The Deer Hunter Wildlife Survey is still active until the end of all deer seasons and wildlife managers are asking hunters to send in a report of what they saw during the just-completed gun hunt and during any hunting trips they make through the end of all deer hunting seasons. This data helps to provide valuable data biologists can use to help provide an additional human element to the completed deer season.
“Hunters can be proud of a second consecutive firearm-related, fatality-free year and the third fatality-free season on record,” DNR law enforcement administrator Tim Lawhern said. “This is an important milestone and one we hope to see again and again in future seasons.”
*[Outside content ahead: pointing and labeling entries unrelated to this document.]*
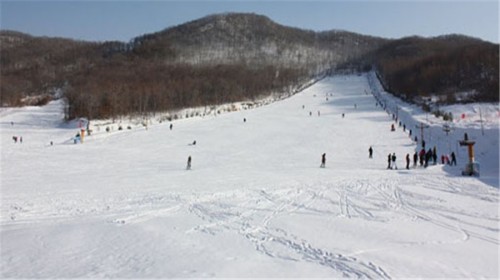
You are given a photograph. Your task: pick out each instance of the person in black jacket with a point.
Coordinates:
(323, 161)
(394, 161)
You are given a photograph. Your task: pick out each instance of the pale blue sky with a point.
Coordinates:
(123, 20)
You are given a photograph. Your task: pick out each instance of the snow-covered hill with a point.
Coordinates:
(255, 203)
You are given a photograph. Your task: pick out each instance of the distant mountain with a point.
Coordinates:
(228, 57)
(255, 40)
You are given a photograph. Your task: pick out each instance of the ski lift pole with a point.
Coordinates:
(472, 167)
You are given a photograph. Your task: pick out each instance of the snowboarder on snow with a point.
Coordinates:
(189, 163)
(323, 160)
(394, 161)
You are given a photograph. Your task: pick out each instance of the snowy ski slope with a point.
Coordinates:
(256, 203)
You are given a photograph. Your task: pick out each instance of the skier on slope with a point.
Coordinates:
(188, 167)
(323, 160)
(394, 161)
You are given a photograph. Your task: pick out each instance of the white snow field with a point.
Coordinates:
(255, 203)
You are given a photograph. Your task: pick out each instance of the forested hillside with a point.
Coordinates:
(455, 68)
(229, 57)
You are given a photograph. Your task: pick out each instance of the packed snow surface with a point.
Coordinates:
(255, 203)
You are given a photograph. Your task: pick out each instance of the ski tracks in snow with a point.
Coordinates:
(252, 213)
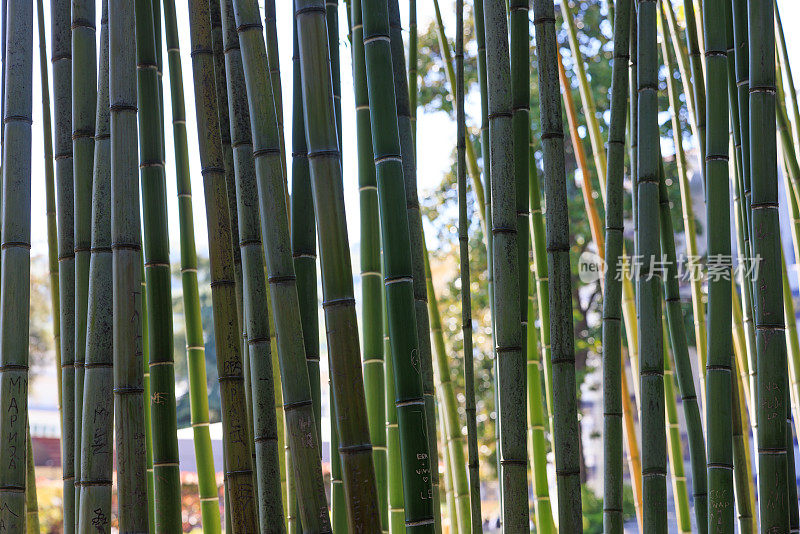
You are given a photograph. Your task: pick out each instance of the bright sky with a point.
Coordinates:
(436, 134)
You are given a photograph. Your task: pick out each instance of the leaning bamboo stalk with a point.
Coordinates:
(15, 259)
(468, 523)
(126, 257)
(371, 287)
(771, 347)
(97, 460)
(195, 346)
(239, 475)
(166, 474)
(297, 395)
(84, 102)
(416, 456)
(563, 356)
(61, 57)
(452, 437)
(355, 450)
(50, 195)
(255, 296)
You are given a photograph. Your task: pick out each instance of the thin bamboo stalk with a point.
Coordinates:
(566, 430)
(15, 259)
(126, 247)
(416, 454)
(771, 347)
(97, 460)
(297, 396)
(371, 288)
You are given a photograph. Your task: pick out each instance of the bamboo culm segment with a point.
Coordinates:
(567, 433)
(239, 474)
(720, 343)
(195, 346)
(84, 102)
(612, 304)
(61, 57)
(15, 259)
(418, 246)
(302, 437)
(371, 286)
(355, 450)
(255, 296)
(97, 461)
(416, 458)
(129, 423)
(770, 335)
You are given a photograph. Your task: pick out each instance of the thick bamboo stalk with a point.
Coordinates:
(15, 259)
(166, 473)
(195, 346)
(50, 195)
(97, 460)
(239, 474)
(417, 459)
(612, 295)
(61, 57)
(355, 449)
(468, 523)
(255, 296)
(566, 430)
(770, 342)
(654, 456)
(126, 247)
(298, 404)
(371, 287)
(84, 102)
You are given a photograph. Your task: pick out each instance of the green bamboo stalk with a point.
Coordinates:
(126, 246)
(452, 437)
(719, 365)
(239, 475)
(297, 396)
(612, 305)
(418, 246)
(50, 195)
(683, 365)
(563, 358)
(371, 289)
(587, 97)
(536, 421)
(97, 460)
(195, 346)
(355, 449)
(166, 473)
(771, 347)
(270, 505)
(654, 457)
(61, 57)
(680, 494)
(471, 522)
(31, 500)
(394, 473)
(510, 357)
(84, 102)
(15, 259)
(417, 458)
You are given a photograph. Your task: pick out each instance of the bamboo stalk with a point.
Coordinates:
(195, 346)
(297, 395)
(97, 460)
(371, 289)
(417, 458)
(15, 259)
(126, 247)
(565, 425)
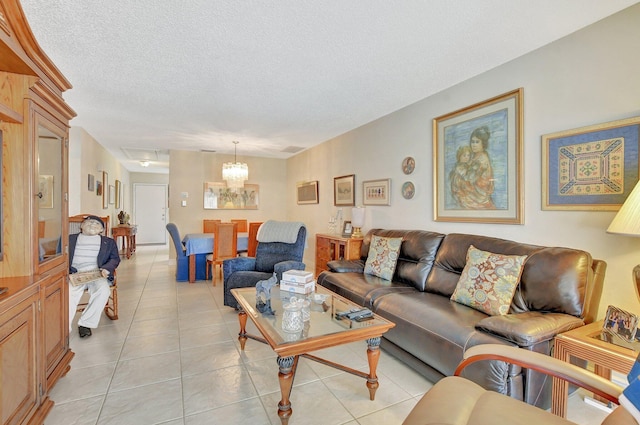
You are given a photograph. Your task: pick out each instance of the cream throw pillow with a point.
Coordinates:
(488, 281)
(383, 256)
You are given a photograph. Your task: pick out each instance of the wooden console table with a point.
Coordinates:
(583, 343)
(335, 247)
(128, 234)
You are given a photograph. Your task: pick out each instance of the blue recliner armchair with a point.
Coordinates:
(271, 256)
(182, 261)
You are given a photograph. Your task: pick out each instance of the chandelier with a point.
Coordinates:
(235, 173)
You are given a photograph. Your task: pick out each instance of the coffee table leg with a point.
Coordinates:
(287, 372)
(373, 354)
(242, 336)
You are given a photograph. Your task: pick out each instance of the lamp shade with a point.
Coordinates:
(357, 216)
(627, 221)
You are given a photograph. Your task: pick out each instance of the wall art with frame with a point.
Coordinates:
(344, 190)
(477, 153)
(590, 168)
(307, 192)
(376, 192)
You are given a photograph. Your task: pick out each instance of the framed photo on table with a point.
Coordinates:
(344, 191)
(591, 168)
(477, 154)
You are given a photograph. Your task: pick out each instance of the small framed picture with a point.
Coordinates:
(347, 229)
(621, 323)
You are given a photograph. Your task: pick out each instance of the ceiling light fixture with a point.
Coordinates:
(235, 173)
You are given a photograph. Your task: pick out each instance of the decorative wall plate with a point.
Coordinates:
(408, 190)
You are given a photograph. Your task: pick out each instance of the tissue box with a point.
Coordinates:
(298, 276)
(297, 287)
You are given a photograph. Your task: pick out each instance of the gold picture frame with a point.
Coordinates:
(591, 168)
(477, 154)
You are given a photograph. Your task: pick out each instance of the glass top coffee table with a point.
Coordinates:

Overall, there were six hunting incidents during the nine-day deer gun season. The agency only tracks firearm-related incidents and does not keep track of deaths or injuries due to heart attacks, tree stand falls or other causes.
This would make it the second all-around safest hunt ever in Wisconsin. The lowest number of incidents occurred in 2004, when there were four incidents and two of those were fatal.
Three of the incidents occurred during deer drives and two of the incidents were self-inflicted injuries. Four incidents involved rifles and two involved shotguns. Two of the incidents involved juvenile shooters. Four of the six shooters in these incidents had completed the hunter safety certification course.